Ontario needs a $2-billion investment over five years to adequately rehabilitate its inventory of 12,000 municipal bridges, according to a report released in November. There is no central provincial agency to ensure the bridges are inspected every two years, says the report by MMM Group, Thornhill, Ont., which urges the creation of such a body. The report also recommends proper accreditation of bridge inspectors and urges a comprehensive report identifying the most urgent repair needs. Many of the bridges are reaching the end of their life span and pose a risk to public safety, thanks to years of deferred maintenance, irregular inspections and lack of government insight as causes for that deterioration.

The report was commissioned by the Residential and Civil Construction Alliance, Toronto, an association of management and labor groups, which is vowing to lobby the province until the recommendations are acted upon.

"It won't gather dust.
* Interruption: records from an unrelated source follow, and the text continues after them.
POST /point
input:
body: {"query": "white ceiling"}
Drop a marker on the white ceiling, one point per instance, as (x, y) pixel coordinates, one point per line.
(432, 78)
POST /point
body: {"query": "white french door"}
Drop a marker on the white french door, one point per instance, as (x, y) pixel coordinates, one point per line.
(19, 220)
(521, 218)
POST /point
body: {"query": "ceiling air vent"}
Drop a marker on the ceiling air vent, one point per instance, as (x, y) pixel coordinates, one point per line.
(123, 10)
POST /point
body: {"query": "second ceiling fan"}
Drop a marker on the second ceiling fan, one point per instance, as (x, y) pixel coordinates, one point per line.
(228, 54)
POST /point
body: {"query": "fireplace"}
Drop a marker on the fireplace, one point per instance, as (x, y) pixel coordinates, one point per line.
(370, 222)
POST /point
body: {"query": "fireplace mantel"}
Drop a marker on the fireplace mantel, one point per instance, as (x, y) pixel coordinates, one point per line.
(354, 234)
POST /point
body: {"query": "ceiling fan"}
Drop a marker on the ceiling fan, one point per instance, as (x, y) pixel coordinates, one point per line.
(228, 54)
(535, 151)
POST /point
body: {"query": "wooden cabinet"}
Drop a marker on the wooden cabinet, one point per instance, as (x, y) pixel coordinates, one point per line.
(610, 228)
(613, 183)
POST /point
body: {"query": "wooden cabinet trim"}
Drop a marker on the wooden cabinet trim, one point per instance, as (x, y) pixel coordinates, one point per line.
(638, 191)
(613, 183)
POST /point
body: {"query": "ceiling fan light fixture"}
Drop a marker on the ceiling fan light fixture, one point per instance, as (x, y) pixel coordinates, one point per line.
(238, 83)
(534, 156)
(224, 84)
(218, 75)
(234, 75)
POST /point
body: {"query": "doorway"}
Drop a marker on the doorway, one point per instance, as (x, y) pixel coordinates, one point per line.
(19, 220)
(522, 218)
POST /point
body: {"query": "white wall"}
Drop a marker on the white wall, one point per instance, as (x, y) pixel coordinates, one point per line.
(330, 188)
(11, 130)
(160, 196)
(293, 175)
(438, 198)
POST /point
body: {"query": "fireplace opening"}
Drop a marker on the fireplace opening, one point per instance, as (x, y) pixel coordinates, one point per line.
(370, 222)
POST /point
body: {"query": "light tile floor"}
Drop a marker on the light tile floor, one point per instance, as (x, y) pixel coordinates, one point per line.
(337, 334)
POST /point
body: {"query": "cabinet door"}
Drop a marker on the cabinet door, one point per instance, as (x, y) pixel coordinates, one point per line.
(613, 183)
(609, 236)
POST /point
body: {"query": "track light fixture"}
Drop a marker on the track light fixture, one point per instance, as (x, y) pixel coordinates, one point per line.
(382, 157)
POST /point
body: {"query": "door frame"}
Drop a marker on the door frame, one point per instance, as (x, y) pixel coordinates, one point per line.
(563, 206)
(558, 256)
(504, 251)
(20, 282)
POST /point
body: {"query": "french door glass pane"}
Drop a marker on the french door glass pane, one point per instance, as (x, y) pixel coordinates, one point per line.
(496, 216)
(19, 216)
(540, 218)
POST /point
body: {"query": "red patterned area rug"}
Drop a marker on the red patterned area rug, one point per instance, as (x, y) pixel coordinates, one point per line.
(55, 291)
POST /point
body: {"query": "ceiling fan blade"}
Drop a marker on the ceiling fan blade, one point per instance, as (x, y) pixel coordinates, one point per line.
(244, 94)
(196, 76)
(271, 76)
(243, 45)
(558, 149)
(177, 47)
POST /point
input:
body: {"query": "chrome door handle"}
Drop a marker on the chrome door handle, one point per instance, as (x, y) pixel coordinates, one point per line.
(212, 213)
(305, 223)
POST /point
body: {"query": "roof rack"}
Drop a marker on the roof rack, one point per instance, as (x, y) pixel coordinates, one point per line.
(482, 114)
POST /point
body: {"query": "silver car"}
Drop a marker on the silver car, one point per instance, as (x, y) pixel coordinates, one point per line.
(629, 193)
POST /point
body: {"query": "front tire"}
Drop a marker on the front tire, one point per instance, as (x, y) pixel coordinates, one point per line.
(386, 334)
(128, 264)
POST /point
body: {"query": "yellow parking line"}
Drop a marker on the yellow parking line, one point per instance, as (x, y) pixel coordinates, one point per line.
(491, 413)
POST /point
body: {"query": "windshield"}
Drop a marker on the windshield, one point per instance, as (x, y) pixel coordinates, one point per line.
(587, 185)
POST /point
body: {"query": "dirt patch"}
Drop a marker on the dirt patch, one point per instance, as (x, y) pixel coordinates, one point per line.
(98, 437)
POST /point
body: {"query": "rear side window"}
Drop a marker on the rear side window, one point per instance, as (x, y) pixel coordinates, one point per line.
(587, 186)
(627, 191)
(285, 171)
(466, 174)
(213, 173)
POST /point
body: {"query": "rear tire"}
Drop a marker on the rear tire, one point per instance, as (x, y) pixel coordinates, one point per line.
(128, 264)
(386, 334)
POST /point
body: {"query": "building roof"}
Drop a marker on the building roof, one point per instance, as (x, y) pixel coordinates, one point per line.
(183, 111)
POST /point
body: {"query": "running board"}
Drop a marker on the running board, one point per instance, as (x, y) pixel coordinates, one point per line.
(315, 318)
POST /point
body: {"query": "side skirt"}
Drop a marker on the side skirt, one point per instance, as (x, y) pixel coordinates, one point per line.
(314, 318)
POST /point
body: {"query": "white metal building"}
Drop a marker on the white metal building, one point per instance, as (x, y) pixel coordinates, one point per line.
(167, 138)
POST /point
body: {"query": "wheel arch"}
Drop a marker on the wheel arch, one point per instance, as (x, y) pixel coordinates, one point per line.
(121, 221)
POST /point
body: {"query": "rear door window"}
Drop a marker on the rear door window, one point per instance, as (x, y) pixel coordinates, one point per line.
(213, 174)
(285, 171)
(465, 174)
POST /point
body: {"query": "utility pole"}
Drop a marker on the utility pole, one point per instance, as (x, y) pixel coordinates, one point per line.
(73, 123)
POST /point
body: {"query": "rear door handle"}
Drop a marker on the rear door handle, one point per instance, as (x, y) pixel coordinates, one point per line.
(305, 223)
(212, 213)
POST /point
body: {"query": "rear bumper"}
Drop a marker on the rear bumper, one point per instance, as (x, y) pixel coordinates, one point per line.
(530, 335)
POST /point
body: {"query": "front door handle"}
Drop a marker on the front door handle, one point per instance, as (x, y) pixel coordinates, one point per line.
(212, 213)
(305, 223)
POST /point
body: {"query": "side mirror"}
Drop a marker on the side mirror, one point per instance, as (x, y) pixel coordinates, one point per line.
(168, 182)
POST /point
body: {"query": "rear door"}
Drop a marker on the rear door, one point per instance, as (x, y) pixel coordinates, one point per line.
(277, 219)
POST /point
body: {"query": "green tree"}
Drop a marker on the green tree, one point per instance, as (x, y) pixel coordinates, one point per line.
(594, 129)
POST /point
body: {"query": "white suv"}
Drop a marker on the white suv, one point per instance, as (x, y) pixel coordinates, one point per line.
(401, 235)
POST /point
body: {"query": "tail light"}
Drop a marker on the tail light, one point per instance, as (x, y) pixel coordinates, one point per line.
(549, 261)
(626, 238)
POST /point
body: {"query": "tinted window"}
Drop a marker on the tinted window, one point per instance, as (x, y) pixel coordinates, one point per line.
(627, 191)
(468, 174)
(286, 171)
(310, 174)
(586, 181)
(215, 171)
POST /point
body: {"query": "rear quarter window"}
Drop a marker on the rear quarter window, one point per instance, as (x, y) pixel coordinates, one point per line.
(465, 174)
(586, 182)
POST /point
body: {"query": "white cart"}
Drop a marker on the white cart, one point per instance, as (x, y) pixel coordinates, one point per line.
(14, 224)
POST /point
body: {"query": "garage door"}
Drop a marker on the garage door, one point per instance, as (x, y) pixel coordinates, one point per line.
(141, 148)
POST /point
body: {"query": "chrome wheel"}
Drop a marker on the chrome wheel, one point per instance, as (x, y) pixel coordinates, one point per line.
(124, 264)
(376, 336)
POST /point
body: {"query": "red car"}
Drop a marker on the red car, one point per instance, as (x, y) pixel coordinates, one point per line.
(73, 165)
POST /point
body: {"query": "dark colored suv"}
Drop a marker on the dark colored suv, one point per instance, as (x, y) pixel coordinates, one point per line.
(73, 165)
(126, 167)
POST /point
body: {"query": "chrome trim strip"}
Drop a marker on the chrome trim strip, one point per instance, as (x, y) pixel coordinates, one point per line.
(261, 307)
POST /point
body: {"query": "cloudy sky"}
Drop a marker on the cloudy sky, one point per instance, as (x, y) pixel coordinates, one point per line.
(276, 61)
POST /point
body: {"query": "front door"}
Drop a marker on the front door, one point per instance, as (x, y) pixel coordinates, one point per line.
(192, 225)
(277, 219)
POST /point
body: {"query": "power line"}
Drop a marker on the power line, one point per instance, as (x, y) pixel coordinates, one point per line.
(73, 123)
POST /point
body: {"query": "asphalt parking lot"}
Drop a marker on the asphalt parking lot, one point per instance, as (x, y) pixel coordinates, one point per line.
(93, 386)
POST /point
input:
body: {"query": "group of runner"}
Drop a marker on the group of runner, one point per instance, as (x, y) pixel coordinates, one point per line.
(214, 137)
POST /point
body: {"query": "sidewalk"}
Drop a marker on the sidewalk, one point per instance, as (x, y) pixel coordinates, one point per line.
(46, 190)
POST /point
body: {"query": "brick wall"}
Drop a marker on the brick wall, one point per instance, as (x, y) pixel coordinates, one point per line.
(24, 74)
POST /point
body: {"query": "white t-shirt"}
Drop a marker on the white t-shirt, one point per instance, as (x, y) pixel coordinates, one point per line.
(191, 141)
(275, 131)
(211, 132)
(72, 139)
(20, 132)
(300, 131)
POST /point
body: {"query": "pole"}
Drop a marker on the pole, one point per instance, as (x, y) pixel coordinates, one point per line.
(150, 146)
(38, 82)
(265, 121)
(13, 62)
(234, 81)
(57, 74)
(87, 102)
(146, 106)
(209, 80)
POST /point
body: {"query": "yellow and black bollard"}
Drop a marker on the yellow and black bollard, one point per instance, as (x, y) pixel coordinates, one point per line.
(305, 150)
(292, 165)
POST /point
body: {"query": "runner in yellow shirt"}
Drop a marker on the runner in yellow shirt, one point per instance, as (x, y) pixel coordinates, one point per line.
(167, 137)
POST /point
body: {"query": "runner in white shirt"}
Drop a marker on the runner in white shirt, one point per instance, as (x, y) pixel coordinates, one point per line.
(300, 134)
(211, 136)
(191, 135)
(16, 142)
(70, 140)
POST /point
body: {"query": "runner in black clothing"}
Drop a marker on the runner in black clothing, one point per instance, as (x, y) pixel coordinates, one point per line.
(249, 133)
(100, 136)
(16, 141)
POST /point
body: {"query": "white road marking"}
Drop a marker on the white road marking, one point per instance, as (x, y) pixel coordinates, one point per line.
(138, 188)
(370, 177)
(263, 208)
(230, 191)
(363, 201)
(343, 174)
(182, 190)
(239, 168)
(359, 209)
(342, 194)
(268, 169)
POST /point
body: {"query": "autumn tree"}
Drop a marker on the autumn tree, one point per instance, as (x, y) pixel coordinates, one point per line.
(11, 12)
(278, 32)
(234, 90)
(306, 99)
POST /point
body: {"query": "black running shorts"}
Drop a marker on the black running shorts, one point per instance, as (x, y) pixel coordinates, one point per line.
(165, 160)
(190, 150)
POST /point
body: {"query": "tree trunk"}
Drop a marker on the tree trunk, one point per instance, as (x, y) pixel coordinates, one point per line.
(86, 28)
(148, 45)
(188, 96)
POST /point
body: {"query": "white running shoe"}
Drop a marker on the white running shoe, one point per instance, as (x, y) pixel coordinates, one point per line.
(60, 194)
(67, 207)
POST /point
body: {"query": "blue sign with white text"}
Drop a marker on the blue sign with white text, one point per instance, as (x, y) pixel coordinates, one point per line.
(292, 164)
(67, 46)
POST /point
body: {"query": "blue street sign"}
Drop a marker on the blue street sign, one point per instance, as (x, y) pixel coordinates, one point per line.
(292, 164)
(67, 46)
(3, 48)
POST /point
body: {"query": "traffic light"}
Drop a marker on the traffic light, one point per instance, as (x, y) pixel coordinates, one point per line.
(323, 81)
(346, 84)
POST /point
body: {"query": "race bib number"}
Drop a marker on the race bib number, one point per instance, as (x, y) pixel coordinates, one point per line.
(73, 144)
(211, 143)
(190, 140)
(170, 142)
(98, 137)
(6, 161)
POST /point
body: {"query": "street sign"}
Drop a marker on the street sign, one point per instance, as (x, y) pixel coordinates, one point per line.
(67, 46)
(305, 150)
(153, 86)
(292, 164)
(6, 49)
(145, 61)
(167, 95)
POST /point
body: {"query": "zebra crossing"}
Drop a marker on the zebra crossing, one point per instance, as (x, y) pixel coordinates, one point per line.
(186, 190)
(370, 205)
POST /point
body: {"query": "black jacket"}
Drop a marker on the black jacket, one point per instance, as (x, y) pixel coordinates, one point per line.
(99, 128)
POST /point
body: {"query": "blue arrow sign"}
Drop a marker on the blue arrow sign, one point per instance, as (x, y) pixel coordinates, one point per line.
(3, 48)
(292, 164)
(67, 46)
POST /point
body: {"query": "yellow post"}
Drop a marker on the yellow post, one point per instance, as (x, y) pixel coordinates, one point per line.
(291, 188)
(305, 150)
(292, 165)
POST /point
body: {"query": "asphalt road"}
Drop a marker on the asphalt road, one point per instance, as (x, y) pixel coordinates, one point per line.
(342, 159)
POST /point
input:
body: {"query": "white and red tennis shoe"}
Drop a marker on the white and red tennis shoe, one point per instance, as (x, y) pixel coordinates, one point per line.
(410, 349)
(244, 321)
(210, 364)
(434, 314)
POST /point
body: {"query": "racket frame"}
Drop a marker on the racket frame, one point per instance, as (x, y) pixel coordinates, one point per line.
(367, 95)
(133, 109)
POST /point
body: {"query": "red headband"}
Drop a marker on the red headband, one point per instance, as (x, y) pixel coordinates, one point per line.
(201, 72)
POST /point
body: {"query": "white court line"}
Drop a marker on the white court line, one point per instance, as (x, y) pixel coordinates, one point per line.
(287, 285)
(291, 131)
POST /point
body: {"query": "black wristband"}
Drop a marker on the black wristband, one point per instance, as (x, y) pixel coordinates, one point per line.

We shouldn't have to wait for a tragedy to occur," says alliance executive director Andy Manahan. The Sept. 2006 collapse of the Laval Quebec overpass that killed five people was the catalyst for the report, which was being prepared when the Minneapolis I-35 bridge collapsed. The $2 billion figure is an extrapolation of data provided by municipalities, he says.

Ontario's Ministry of Transportation used to keep records about the state of all bridges and was responsible for the inspection and rehabilitation of most municipal bridges until 1997, when it downloaded the responsibility to local governments. It is still responsible for the province's 2,800 provincial bridges. "We take input by our stakeholders seriously," said Ministry of Transportation spokesperson Bob Nicholls. Senior ministry officials are now studying the report, he says.

By law, all bridges are required to be inspected every two years. "But there has been some slippage [in the inspections]," notes Manahan.

A single bridge requiring several millions dollars can overwhelm a small municipality. While there have been several federal and provincial government infrastructure funding initiatives, most are one-time programs that don't give local governments the ability to plan long-term work, he says. Municipalities have free access to the province's bridge management software, which allows them to flag bridges for inspection. In 2006 the province provided $400 million to municipalities for road and bridge work and allocated another $25 million this year under various grant programs, says Nicholls.